A Primeira Turma do Supremo Tribunal Federal (STF) julgará, entre os dias 14 e 25 de novembro, se recebe ou não a denúncia da Procuradoria-Geral da República (PGR) contra o deputado licenciado Eduardo Bolsonaro (PL-SP), acusado de coação no curso do processo. A decisão será tomada em sessão virtual, e pode levar à abertura de uma ação penal contra o parlamentar. As informações são da Agência Brasil.
Caso o colegiado decida aceitar a denúncia, Eduardo Bolsonaro passará à condição de réu e o processo seguirá para a fase de instrução, quando acusação e defesa poderão apresentar provas e arrolar testemunhas.
De acordo com a PGR, o deputado teria tentado intimidar o Supremo para que o tribunal arquivasse o processo no qual seu pai, o ex-presidente Jair Bolsonaro, foi condenado a 27 anos e três meses de prisão por tentativa de golpe de Estado e outros crimes relacionados.
A denúncia aponta que Eduardo Bolsonaro defende sanções dos Estados Unidos contra autoridades judiciais brasileiras, como forma de pressionar o Judiciário. Desde março, quando se mudou para os EUA alegando perseguição política, o deputado vem divulgando encontros com integrantes do governo do ex-presidente Donald Trump.
Neste ano, o governo norte-americano impôs tarifa de 50% sobre produtos brasileiros e cancelou vistos de ministros do STF e do procurador-geral da República, Paulo Gonet. A decisão teria sido justificada por Washington como resposta a suposta perseguição política a Bolsonaro.

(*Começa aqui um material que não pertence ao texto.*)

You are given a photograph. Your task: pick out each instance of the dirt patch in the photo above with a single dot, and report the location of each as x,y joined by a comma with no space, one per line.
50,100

Como o parlamentar não constituiu advogado, o ministro Alexandre de Moraes, relator do caso, designou a Defensoria Pública da União (DPU) para atuar em sua defesa. Em manifestação recente, a DPU pediu o arquivamento da denúncia, argumentando que as ações do deputado configuram exercício legítimo da liberdade de expressão e do mandato parlamentar.
Eduardo também foi denunciado ao lado do jornalista Paulo Figueiredo, que o acompanha em agendas nos Estados Unidos. O caso de Figueiredo, no entanto, teve andamento separado, pois o blogueiro não foi localizado para intimação.
Na última semana, Moraes determinou que Figueiredo seja intimado por carta rogatória, procedimento que envolve cooperação entre autoridades diplomáticas e judiciais dos dois países, o que pode prolongar o andamento do processo.
O julgamento da Primeira Turma deve definir se Eduardo Bolsonaro responderá formalmente por tentativa de coação ao Supremo. Caso o recebimento da denúncia seja aprovado, o processo seguirá para instrução, com possíveis desdobramentos políticos e diplomáticos entre Brasil e Estados Unidos.